Saturday, July 14, 2018

190 Countries Agree on Global Migration Pact to Ease Human Migration?

More than 190 countries have agreed on a global compact to promote safe and orderly migration and reduce human smuggling and trafficking, culminating lengthy negotiations on the often contentious issue that were boycotted by the US.

UN Secretary-General Antonio Guterres, General Assembly President Miroslav Lajcak and many other supporters hailed the first global document to tackle the migration issue.

Mexican Ambassador Juan Gomez Camacho, co-facilitator of the negotiations, called it "a historic day" after decades of efforts.

The Global Compact for Safety, Orderly and Regular Migration is not legally binding and is to be formally adopted at a ministerial meeting in Marrakesh, Morocco, in December.

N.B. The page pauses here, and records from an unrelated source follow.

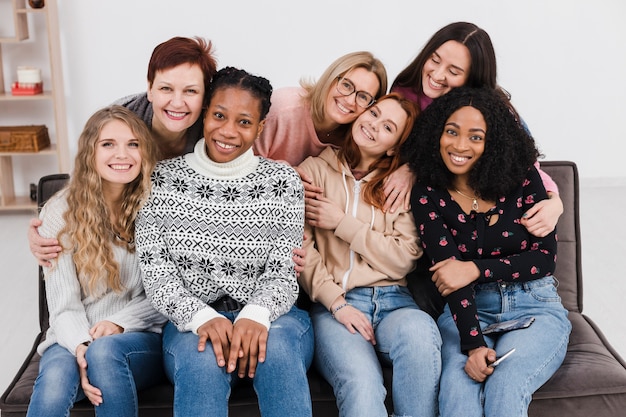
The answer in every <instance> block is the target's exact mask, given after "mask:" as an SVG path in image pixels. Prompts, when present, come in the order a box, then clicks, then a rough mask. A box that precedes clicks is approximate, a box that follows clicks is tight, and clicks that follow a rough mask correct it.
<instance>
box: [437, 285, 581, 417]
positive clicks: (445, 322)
mask: <svg viewBox="0 0 626 417" xmlns="http://www.w3.org/2000/svg"><path fill="white" fill-rule="evenodd" d="M474 291H475V294H476V306H477V307H478V315H479V319H480V324H481V327H482V328H485V326H487V325H489V324H491V323H494V322H500V321H506V320H512V319H517V318H521V317H526V316H534V317H535V322H534V323H533V324H532V325H531V326H530V327H529V328H527V329H520V330H513V331H510V332H507V333H502V334H501V335H500V336H493V337H492V336H491V335H490V336H485V340H486V342H487V344H488V345H489V347H491V348H493V349H495V351H496V352H497V354H498V356H500V355H503V354H504V353H506V352H508V351H509V350H510V349H512V348H515V352H514V353H513V354H512V355H511V356H510V357H509V358H507V359H506V360H505V361H504V362H502V363H501V364H500V365H499V366H498V367H497V368H495V370H494V372H493V374H492V375H491V376H489V377H488V378H487V380H486V381H485V382H483V383H480V382H474V381H473V380H471V379H470V378H469V377H468V376H467V374H466V373H465V371H464V366H465V362H466V361H467V356H466V355H465V354H463V353H462V352H461V350H460V339H459V332H458V330H457V328H456V325H455V324H454V320H453V319H452V317H451V315H450V309H449V308H448V307H447V306H446V308H445V310H444V313H443V314H442V315H441V317H439V320H438V325H439V330H440V331H441V337H442V339H443V348H442V358H443V370H442V375H441V392H440V395H439V408H440V410H441V416H442V417H448V416H459V415H462V416H464V417H482V416H485V417H502V416H507V417H522V416H527V415H528V405H529V404H530V401H531V399H532V398H531V397H532V394H533V393H534V392H535V391H536V390H537V389H539V388H540V387H541V386H542V385H543V384H544V383H545V382H546V381H547V380H548V379H549V378H550V377H551V376H552V375H553V374H554V373H555V372H556V370H557V369H558V368H559V366H560V365H561V363H562V362H563V358H564V357H565V353H566V350H567V343H568V340H569V333H570V330H571V328H572V326H571V323H570V322H569V320H568V319H567V310H566V309H565V308H563V305H562V304H561V299H560V297H559V295H558V294H557V291H556V284H555V280H554V278H553V277H545V278H541V279H537V280H535V281H530V282H519V283H490V284H480V285H476V286H475V287H474Z"/></svg>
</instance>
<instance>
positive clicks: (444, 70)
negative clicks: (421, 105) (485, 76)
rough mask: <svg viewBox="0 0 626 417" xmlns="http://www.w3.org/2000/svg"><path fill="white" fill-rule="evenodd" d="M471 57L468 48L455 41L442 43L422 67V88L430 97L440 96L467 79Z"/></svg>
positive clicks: (430, 97)
mask: <svg viewBox="0 0 626 417" xmlns="http://www.w3.org/2000/svg"><path fill="white" fill-rule="evenodd" d="M471 64H472V58H471V56H470V52H469V49H467V47H466V46H465V45H463V44H462V43H460V42H457V41H447V42H445V43H443V44H442V45H441V46H440V47H439V48H437V50H436V51H435V52H434V53H433V54H432V55H431V57H430V58H429V59H428V61H426V63H425V64H424V68H422V89H423V91H424V94H425V95H426V96H427V97H430V98H433V99H434V98H437V97H441V96H443V95H444V94H447V93H449V92H450V90H451V89H453V88H454V87H460V86H462V85H463V84H465V82H466V81H467V77H468V76H469V71H470V65H471Z"/></svg>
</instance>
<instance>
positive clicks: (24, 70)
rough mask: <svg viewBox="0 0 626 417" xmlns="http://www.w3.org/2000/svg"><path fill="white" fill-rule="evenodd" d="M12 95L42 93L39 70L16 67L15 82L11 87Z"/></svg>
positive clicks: (38, 69) (27, 66) (40, 69)
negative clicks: (16, 70)
mask: <svg viewBox="0 0 626 417" xmlns="http://www.w3.org/2000/svg"><path fill="white" fill-rule="evenodd" d="M11 92H12V93H13V95H33V94H40V93H42V92H43V82H42V81H41V69H39V68H36V67H28V66H19V67H17V82H14V83H13V85H12V86H11Z"/></svg>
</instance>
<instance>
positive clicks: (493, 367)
mask: <svg viewBox="0 0 626 417" xmlns="http://www.w3.org/2000/svg"><path fill="white" fill-rule="evenodd" d="M513 352H515V348H513V349H511V350H509V351H508V352H507V353H505V354H504V355H502V356H500V357H499V358H498V359H496V361H495V362H493V363H492V364H490V365H489V366H490V367H492V368H495V367H496V366H498V365H500V364H501V363H502V361H503V360H505V359H506V358H508V357H509V356H511V354H512V353H513Z"/></svg>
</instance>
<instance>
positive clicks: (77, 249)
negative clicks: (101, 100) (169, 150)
mask: <svg viewBox="0 0 626 417" xmlns="http://www.w3.org/2000/svg"><path fill="white" fill-rule="evenodd" d="M113 120H119V121H121V122H123V123H125V124H126V125H128V127H129V128H130V130H131V131H132V132H133V135H135V138H136V139H137V140H138V142H139V149H140V151H141V156H142V160H141V171H140V173H139V175H138V176H137V178H136V179H135V180H134V181H132V182H130V183H128V184H126V186H125V187H124V191H123V192H122V203H121V207H120V212H119V215H118V217H117V219H116V220H115V223H112V222H111V216H110V215H111V213H110V212H109V209H108V206H107V204H106V202H105V200H104V196H103V192H102V179H101V177H100V175H99V174H98V172H97V171H96V164H95V152H96V146H97V143H98V139H99V138H100V133H101V132H102V129H103V128H104V126H105V125H106V124H107V123H109V122H111V121H113ZM156 155H157V149H156V146H155V143H154V140H153V139H152V135H151V133H150V130H149V129H148V127H147V126H146V124H145V123H144V122H143V121H142V120H141V119H140V118H139V117H138V116H137V115H135V114H134V113H133V112H132V111H130V110H128V109H126V108H125V107H122V106H117V105H113V106H110V107H105V108H103V109H101V110H98V111H97V112H96V113H94V114H93V115H92V116H91V117H90V118H89V120H88V121H87V123H86V124H85V127H84V129H83V131H82V133H81V135H80V138H79V140H78V152H77V154H76V160H75V162H74V172H73V174H72V176H71V179H70V182H69V184H68V186H67V204H68V207H69V209H68V210H67V211H66V212H65V213H64V215H63V218H64V220H65V227H64V228H63V229H62V230H61V231H60V232H59V235H58V236H57V239H58V240H59V242H62V240H61V237H62V236H63V235H66V236H65V237H66V238H67V240H65V242H70V244H71V245H72V247H71V248H67V247H64V250H71V251H72V252H73V253H72V259H73V261H74V264H75V266H76V272H77V275H78V277H79V281H80V284H81V287H82V289H83V291H84V292H86V293H87V294H91V295H95V294H96V293H99V292H100V291H101V289H102V286H103V284H104V283H106V288H111V289H113V290H114V291H120V290H121V289H122V284H121V282H120V274H119V265H118V264H117V262H115V259H114V256H113V250H112V247H111V244H112V242H114V244H116V245H119V246H122V247H125V248H126V249H127V250H129V251H131V252H134V250H135V244H134V236H135V218H136V216H137V213H138V211H139V209H140V208H141V205H142V204H143V203H144V201H145V199H146V197H147V195H148V192H149V190H150V174H151V172H152V169H153V168H154V165H155V163H156Z"/></svg>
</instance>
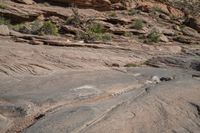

But Hungary's foreign minister, Peter Szijjarto, told diplomats after the agreement was adopted by consensus that his government disagrees with key points and will discuss "the possibility of disassociation" from the compact at a meeting on Wednesday.

In September 2016, all 193 UN member states, including the US under President Barack Obama, adopted a declaration saying no country can manage international migration on its own and agreeing to launch a process leading to the adoption of a global compact in 2018.

But last December, the US said it was ending its participation in negotiations on the compact.

A statement from the US Mission to the United Nations said numerous provisions of the declaration were "inconsistent with U.S. immigration and refugee policies" under President Donald Trump.

Louise Arbour, the UN special representative for global migration, said the compact is a framework "to eliminate unsafe, disorderly migration" and an agreement among nations to cooperate. She said most countries agree that well-managed migration produces good results.

The major hurdle was addressing "illegal migration" because many countries just want migrants to go home, she said.

According to a UN estimate, there are 250 million migrants around the world. And a McKinsey study cited by Guterres said that "they make up 3 per cent of global population but contribute 10 per cent of global gross domestic product."